The public procurement process for a website aimed at young people has been canceled, Minister of Education and Research Kristina Kallas (Eesti 200) says.
The project, overseen by state agency Education and Youth Board (HARNO) came under fire after critics said it was not an efficient use of a €275,000 grant, the bulk of which came from the Norway and EEA grants program.
This does not mean the website project is completely dead and buried, however.
HARNO says it will now review the plan for creating the youth participation portal, involving experts and specifying finance options, while the site development remains on hold for the meantime.
Minister Kallas said all expenditures made by the state must be reviewed with a critical eye, and very concrete goal-setting is needed.

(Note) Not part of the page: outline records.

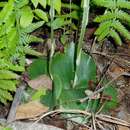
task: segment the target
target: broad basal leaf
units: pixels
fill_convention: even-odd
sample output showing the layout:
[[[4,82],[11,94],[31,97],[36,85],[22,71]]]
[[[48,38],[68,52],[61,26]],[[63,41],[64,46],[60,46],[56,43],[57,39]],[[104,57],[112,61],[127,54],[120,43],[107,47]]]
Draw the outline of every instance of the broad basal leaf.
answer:
[[[38,0],[38,2],[39,2],[44,8],[46,8],[47,0]]]
[[[38,0],[31,0],[32,1],[32,3],[33,3],[33,5],[34,5],[34,7],[36,8],[37,7],[37,5],[38,5]]]
[[[89,80],[96,80],[96,64],[91,56],[81,52],[80,63],[75,74],[75,87],[87,88]]]
[[[57,53],[51,63],[50,63],[50,73],[53,75],[57,75],[62,84],[62,87],[70,88],[70,85],[73,82],[74,77],[74,43],[71,43],[68,47],[66,52]],[[55,81],[54,81],[54,84]]]
[[[110,98],[110,100],[106,99],[103,110],[107,111],[107,110],[115,108],[118,104],[118,98],[117,98],[118,93],[117,93],[116,88],[109,86],[108,88],[104,90],[103,94],[104,96],[106,97],[108,96]]]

Kallas said: "Undoubtedly, young people need to be included in discussions on society, but the way to do this is not via a website, but by granting rights to young people."

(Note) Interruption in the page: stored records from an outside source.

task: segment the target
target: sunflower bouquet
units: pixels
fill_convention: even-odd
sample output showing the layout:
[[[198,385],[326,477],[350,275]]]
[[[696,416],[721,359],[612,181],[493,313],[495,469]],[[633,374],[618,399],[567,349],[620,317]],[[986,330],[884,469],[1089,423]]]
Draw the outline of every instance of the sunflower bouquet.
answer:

"I recommended HARNO halt the procurement of the announced online platform, in order to review the activities planned within the project and to consult additional experts, who could help propose the best ways to include young people," the minister went on.
The platform development forms up one part of the "Nutikad lahendused noorsootöös" ("Smart solutions in youth work") project, as noted mostly funded by grants from the EEA and the Norwegian state.
As reported by ERR News, the idea was to host proposals from young people, which would then be evaluated by young people themselves, with a view to the most popular projects being realized.
The original plan was for the site to go live in April 2024.
Kristina Kallas had said that while the HARNO project may well need re-purposing, revising the external funding issue was outside of her remit as minister.
Finance Minister Mart Võrklaev (Reform) said that the financing schemes of such projects could be one area for review in the quest for state budget savings as the 2024 budgetary process gets underway.
Beyond the financing issue, critics had noted that the site in its proposed guise did not seem to differentiate between young people aged, for instance, six, and those in their late teens or early 20s, as well as the practice of trying to solve issues via ill-conceived tech solutions.